Women, because of the structure of the female genital tract, run a higher risk of contracting the AIDS virus from a man than men do from women. That’s why the disease is increasingly transmitted through heterosexual activity and is claiming the lives of African American women at such an alarming rate. Common ways of acquiring HIV infection are:

  • Having unprotected (without a condom) sex with someone who has HIV.

  • Sharing needles and/or syringes used in IDU (injection drug use).

  • A pregnant woman with HIV can give it to her baby during childbirth or while breastfeeding (this does not always happen, however).

  • Blood transfusions. Since 1985, however, people have seldom received HIV from an infusion of blood or blood-products because better safeguards are practiced against such occurrences.

What is AIDS?

AIDS is a late stage of HIV infection, and is present when the body becomes overpowered by one or more opportunistic infections. These opportunistic infections ultimately cause death because the body cannot defend itself against them.

Also, if a person’s CD4+T-cell count drops below 200, he or she is considered to have AIDS. A healthy person usually has from 800 to 1,200 CD4+T cells.

Common Questions and Answers

"Can I become infected with HIV from "French" or open-mouth kissing?

There is the potential for infection with blood during "French kissing" if either partner has gum disease or there are other conditions when blood is present. Health care experts recommend against engaging in this activity with an HIV infected person.

"Can I become infected with HIV from oral sex?"

It can happen, but not as likely as infection through anal or vaginal sex. Condoms and other health protective barriers should be used to prevent contact with body fluids.

"Can birth control pills prevent a person from getting HIV infection?"

No. Birth control pills do not protect against HIV infection or other STDs.

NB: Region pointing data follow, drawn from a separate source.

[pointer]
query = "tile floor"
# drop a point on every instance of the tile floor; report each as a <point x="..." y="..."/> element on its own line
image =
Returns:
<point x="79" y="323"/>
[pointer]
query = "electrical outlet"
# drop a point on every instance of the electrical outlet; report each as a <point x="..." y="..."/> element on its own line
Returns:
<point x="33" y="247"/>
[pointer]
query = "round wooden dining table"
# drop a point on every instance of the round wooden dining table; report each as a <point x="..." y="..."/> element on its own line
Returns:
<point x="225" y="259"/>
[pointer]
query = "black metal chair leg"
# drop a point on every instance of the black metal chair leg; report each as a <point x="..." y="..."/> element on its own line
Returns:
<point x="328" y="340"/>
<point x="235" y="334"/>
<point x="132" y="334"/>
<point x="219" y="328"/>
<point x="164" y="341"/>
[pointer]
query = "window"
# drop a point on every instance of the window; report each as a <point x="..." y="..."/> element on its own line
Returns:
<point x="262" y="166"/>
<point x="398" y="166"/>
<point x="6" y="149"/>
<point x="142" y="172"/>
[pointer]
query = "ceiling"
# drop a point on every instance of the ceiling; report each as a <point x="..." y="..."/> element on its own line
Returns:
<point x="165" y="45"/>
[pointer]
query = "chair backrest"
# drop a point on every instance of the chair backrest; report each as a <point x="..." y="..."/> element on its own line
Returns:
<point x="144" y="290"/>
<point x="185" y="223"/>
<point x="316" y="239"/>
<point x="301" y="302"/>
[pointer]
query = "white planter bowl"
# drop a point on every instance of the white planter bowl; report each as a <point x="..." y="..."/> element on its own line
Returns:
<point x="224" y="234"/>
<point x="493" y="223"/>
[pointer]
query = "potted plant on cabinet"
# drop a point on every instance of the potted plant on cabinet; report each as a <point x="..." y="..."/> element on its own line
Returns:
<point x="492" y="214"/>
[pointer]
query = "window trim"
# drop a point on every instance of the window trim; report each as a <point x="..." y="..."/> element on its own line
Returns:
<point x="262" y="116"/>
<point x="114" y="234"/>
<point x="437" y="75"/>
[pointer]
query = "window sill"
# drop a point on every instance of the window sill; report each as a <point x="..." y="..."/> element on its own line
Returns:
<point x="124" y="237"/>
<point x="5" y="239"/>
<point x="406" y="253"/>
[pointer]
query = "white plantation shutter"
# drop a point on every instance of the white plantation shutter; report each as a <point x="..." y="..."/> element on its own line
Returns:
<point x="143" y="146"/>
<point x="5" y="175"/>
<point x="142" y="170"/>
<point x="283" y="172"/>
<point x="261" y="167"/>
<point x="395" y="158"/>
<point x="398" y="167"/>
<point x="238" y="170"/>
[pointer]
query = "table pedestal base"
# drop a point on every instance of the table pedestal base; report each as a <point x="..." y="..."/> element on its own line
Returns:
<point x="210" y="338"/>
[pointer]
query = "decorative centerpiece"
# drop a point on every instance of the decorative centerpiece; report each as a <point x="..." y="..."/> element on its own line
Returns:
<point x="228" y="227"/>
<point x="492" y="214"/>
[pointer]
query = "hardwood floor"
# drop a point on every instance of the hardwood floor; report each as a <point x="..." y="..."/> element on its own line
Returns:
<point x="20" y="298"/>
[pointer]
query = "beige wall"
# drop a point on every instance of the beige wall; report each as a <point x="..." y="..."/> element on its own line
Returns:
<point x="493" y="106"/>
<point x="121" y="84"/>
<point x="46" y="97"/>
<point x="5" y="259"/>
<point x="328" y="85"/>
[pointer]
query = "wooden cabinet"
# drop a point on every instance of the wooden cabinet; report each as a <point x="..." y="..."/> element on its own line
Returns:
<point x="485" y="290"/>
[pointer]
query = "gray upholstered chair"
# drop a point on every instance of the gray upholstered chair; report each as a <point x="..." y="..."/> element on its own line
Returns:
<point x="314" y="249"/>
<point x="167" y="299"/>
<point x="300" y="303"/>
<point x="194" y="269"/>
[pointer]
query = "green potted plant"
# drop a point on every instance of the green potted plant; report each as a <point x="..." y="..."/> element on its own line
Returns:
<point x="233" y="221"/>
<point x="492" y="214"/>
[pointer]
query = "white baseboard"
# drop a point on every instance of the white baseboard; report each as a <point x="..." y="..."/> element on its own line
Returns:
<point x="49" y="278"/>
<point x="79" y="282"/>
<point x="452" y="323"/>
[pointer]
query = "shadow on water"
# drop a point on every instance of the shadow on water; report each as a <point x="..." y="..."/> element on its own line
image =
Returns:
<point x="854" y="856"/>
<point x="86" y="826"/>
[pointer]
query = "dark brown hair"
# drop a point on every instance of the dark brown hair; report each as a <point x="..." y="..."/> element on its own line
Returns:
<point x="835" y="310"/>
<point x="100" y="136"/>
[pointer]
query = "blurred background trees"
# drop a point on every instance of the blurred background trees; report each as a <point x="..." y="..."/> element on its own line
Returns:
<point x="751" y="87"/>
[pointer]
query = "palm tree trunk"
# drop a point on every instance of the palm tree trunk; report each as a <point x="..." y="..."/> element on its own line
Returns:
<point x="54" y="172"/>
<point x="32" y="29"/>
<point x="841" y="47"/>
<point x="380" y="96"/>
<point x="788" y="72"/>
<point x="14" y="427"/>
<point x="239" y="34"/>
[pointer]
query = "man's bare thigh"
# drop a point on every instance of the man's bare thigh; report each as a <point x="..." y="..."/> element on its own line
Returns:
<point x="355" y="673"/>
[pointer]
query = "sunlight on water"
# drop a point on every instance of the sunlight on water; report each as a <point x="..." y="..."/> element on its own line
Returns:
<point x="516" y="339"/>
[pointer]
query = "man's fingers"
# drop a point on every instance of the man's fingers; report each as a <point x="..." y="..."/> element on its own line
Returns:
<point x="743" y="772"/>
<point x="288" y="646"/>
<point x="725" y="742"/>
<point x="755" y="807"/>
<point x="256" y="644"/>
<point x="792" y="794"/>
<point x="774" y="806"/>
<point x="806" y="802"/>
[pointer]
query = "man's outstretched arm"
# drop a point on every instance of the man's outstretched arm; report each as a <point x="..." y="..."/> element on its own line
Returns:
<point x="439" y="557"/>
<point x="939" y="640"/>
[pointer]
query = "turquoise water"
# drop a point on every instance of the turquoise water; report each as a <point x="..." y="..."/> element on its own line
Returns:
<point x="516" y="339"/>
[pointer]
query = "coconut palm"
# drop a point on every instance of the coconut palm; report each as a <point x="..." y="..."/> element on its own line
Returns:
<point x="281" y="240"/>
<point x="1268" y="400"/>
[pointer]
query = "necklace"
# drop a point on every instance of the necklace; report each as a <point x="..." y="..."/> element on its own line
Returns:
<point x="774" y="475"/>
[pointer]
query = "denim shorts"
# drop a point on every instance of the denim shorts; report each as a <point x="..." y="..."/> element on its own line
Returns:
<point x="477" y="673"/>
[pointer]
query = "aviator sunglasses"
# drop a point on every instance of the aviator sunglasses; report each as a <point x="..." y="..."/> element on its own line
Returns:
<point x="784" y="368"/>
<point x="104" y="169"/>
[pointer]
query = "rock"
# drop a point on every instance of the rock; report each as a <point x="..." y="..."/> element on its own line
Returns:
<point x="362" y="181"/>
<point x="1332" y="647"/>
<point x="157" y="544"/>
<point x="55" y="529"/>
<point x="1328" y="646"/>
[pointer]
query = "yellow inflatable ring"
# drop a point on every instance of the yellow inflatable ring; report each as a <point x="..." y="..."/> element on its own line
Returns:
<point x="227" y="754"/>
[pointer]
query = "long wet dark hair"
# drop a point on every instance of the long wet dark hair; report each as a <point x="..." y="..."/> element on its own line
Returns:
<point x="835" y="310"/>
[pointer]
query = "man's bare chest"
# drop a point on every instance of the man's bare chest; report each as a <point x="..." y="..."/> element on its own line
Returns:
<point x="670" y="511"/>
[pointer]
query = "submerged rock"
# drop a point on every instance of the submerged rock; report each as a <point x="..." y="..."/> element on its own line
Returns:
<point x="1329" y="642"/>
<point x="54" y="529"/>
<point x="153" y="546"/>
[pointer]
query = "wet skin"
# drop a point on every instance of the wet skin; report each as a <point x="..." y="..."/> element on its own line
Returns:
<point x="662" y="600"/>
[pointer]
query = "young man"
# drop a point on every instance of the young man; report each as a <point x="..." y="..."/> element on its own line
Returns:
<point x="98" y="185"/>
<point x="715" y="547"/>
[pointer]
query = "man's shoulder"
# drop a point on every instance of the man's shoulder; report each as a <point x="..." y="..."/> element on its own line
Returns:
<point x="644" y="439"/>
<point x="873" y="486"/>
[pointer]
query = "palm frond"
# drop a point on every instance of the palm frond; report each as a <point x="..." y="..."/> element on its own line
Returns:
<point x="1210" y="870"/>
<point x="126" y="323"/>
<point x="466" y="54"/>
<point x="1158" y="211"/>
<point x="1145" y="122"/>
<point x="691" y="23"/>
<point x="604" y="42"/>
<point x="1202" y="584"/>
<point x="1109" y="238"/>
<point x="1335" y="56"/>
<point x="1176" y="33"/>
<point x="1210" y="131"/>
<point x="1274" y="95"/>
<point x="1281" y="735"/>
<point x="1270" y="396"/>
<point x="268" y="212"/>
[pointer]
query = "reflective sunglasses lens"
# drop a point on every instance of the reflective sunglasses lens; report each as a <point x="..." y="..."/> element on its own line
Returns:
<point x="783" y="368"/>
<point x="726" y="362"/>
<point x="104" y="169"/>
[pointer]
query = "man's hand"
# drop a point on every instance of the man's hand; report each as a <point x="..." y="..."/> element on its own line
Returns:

"I have anal sex with my boyfriend so I won’t get pregnant. Is this a safeguard against AIDS?"

No. Anal Intercourse with an infected partner is one of the most common ways that HIV is contracted. Anal sex is very risky whether you are male or female.

Empowerment Points

References:

  1. CDC (Centers For Disease Control and Prevention – HIV/AIDS Prevention, July 1997.

  2. CDC UPDATE – Young People At Risk – Epidemic Shifts Further toward Young Women and Minorities. September 1998.

  3. HRSA (U.S. Department of Health and Human Services – Health resources And Services Administration, HIV/AIDS in Racial and Ethnic Minorities, February 1999.